The Japanese Ambassador asked me three or four times to repeat my inquiry until he repeated it himself correctly. He then said that he was confident that no responsible officer had authorized such an attack, which he believed was due solely to the “green” aviators and that the subordinate officers had been instructed to bomb Chungking but to take the necessary precautions to avoid danger to American lives and property. I remarked that it did not seem to me that if they had received such instructions they had paid any attention to them. I said that, as the Ambassador well knew, the gunboat and the American Embassy were on the other side of the river from Chungking and not adjacent to military objectives, and that I consequently could not accept the Ambassador’s explanation.
The Ambassador then went on to say that in his judgment there were only one or two alternatives to be followed — either for the Japanese to abandon the bombing of Chungking or for the American Embassy and gunboat to withdraw to a safer place. To this I merely replied that the American Embassy and the American gunboat had been located in places which, in our judgment, were removed from the city of Chungking, and that the second of the alternatives that he mentioned was not, therefore, acceptable.
The Ambassador said that he would immediately report my message to his Government. I stated to the Ambassador that it was unnecessary for me to impress upon him, in view of the situation which unfortunately existed between the two countries, the importance of the reply which might be made by his Government to this message.
The Pittsburgh Press (July 30, 1941)
JAP BOMBS DAMAGE GUNBOAT; U.S. TAKES FORMAL ACTION
Welles makes representations after patrol ship is hot during raid on China
PART OF STERN CAVED IN
For the second time in as many years the USS Tutuila, a gunboat attached to the United States Yangtze patrols in China, was damaged by Japanese bombing planes today. The vessel was anchored in the so-called safety zone at Chungking. There were no casualties.
Shanghai, July 30 (UP) –
Japanese bombs today damaged the USS Tutuila, a gunboat of the United States Yangtze patrols, during a raid on Chungking. There were no casualties.
The Japanese raiders, Chungking reports said, dropped bombs directly over the Tutuila as the vessel was anchored in the so-called safety zone across the river from the capital.
One bomb was reported to have fallen only eight yards from the gunboat, caving in part of its stern and blowing some loose equipment off deck.
A small motor boat belonging to the Tutuila was sunk.
Another bomb landed 20 yards from the Tutuila, between the gunboat and the United States Embassy.
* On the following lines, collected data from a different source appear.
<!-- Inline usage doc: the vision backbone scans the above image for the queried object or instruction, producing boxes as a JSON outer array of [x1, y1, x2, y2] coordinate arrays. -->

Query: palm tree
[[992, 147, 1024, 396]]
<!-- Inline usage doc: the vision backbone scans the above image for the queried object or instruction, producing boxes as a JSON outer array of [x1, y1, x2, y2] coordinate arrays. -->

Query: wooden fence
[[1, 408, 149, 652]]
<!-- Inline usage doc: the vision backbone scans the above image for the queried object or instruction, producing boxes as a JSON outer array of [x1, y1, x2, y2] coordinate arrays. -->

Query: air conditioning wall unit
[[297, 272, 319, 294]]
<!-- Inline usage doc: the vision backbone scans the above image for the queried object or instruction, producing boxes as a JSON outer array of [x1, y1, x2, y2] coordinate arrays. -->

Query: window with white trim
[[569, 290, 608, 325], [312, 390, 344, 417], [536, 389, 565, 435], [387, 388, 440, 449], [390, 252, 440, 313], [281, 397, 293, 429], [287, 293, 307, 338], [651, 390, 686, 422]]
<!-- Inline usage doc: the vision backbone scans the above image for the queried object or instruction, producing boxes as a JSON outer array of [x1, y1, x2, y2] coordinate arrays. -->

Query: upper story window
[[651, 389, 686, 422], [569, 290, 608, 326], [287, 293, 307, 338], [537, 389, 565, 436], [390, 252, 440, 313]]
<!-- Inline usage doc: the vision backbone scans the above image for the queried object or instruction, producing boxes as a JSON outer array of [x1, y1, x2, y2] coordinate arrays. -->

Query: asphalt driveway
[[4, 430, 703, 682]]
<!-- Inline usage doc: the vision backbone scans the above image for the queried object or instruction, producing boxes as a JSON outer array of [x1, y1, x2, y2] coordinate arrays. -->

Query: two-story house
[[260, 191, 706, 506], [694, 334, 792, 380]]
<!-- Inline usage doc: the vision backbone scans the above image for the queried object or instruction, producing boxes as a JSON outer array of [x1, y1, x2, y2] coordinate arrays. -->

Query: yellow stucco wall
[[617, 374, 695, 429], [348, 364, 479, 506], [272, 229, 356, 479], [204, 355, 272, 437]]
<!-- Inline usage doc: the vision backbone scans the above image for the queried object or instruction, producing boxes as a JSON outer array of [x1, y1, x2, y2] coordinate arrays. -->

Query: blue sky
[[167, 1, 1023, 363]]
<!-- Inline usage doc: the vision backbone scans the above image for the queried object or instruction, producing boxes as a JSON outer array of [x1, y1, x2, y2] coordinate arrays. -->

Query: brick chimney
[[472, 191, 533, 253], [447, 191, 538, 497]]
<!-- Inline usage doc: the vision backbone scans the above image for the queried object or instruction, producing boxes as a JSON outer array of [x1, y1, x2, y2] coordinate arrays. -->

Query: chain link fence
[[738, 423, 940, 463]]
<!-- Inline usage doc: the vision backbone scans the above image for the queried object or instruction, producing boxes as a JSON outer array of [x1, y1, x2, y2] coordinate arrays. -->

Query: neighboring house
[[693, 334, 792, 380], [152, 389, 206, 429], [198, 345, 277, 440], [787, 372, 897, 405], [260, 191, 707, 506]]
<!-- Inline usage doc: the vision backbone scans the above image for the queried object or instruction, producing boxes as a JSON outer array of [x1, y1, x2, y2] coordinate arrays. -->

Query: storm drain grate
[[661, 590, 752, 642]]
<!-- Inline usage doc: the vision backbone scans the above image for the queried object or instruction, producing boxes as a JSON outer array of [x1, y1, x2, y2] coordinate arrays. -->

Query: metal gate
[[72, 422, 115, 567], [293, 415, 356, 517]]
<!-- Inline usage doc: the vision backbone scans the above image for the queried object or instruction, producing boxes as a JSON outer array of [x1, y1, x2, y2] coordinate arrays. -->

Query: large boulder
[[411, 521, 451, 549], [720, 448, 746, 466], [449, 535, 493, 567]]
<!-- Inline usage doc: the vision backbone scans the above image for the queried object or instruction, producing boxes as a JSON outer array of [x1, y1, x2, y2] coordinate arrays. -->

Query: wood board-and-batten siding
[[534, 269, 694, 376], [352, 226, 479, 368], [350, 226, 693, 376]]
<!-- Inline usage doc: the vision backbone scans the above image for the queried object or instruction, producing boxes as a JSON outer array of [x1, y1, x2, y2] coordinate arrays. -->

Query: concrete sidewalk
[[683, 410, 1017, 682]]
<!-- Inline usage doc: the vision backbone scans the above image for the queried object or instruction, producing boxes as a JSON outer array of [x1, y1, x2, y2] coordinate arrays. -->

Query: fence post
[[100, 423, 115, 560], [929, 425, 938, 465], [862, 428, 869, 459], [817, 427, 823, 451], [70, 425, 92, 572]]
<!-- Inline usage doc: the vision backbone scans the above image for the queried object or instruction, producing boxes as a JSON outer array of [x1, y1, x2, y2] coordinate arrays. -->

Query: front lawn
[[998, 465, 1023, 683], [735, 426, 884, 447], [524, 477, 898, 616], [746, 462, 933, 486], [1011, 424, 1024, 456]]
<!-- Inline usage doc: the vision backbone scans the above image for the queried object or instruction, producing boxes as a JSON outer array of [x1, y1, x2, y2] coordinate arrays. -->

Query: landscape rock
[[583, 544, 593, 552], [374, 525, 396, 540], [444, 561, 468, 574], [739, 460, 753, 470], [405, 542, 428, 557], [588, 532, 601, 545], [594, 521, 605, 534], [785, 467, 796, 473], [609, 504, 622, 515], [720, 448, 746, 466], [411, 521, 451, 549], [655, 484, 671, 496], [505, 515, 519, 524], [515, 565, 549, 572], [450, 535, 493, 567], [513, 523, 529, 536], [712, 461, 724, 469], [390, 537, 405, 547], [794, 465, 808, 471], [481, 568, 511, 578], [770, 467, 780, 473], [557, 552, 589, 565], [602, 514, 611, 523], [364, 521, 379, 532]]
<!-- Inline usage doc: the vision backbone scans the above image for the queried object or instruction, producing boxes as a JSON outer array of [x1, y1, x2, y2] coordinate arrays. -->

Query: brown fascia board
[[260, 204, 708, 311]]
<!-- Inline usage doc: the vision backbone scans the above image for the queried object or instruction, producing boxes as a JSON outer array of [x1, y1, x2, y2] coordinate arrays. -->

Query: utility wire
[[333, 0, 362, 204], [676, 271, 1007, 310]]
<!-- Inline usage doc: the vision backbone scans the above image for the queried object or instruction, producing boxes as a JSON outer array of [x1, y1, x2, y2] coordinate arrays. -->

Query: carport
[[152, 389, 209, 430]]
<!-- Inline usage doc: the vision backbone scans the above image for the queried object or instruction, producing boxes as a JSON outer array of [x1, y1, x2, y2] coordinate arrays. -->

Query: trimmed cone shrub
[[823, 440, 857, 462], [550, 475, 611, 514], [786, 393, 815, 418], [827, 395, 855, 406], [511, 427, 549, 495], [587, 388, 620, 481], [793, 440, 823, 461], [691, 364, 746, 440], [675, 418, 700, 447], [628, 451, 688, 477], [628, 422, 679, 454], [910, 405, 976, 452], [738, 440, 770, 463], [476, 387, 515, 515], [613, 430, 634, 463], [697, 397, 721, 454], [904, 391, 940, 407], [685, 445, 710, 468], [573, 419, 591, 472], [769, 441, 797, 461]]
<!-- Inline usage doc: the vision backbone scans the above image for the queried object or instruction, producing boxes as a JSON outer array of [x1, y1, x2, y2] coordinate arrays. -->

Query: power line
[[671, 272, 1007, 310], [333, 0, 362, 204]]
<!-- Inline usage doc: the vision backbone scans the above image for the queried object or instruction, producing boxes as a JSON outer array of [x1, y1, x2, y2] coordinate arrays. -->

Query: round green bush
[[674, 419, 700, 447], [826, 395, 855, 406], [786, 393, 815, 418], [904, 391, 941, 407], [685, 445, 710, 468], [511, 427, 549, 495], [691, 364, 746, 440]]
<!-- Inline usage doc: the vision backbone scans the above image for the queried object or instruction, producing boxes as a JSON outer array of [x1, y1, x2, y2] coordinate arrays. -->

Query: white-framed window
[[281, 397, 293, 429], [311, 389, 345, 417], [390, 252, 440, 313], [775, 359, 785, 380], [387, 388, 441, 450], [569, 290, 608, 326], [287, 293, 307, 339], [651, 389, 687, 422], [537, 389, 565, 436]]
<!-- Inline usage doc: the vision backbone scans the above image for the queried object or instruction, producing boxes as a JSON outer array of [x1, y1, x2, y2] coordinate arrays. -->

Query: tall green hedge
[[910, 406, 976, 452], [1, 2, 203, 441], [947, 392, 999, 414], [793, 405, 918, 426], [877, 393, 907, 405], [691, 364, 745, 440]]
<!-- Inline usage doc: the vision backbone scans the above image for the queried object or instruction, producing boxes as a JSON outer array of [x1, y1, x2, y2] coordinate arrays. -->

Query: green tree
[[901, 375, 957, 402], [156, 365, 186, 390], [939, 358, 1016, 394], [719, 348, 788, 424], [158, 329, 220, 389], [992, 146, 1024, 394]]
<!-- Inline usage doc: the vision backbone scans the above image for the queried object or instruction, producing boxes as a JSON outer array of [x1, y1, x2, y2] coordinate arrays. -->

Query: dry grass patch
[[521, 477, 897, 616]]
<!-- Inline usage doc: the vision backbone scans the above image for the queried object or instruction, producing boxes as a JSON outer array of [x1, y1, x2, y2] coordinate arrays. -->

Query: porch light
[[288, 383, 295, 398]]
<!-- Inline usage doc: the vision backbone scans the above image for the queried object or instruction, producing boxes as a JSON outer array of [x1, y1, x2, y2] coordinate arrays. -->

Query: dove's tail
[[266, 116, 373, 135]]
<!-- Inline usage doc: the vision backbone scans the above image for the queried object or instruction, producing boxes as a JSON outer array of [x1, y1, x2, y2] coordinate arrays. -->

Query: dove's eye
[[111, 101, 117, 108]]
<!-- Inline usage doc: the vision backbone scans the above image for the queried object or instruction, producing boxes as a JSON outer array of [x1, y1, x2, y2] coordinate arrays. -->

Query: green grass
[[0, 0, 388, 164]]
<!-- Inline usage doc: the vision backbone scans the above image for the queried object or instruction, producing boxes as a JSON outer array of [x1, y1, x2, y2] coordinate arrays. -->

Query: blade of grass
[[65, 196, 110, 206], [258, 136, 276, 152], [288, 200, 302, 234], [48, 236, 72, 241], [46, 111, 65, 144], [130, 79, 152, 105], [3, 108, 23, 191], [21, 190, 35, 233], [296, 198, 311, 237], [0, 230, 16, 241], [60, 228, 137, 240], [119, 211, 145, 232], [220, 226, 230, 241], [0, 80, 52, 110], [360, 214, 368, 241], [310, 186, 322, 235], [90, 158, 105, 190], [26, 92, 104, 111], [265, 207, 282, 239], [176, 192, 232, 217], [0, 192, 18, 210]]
A third bomb damaged the residence of a member of the United States Embassy staff.
Chungking was raided by 27 bombers, authoritative quarters said.
Chungking reports said the raid was one of the biggest the Japanese ever made on China’s capital city.
Five separate attacks were made by the Japanese air squadrons and every section of the much-bombed capital was plastered with bombs.
In June 1940, the Tutuila was damaged in a Japanese bombing of Chungking and it was decided then to equip the vessel with additional anti-aircraft equipment. At that time, a bomb fell within 300 yards of the vessel, the decks of which were spattered by bomb fragments.
The Tutuila, built in 1927, is of 370 tons and normally carries a crew of 58. It is armed with two three-inch guns and machine guns but its armament may have been increased by anti-aircraft weapons.
This was the third successive day on which Japanese planes had raided Chungking. It was feared that at least 50 persons were killed or wounded in Chungking.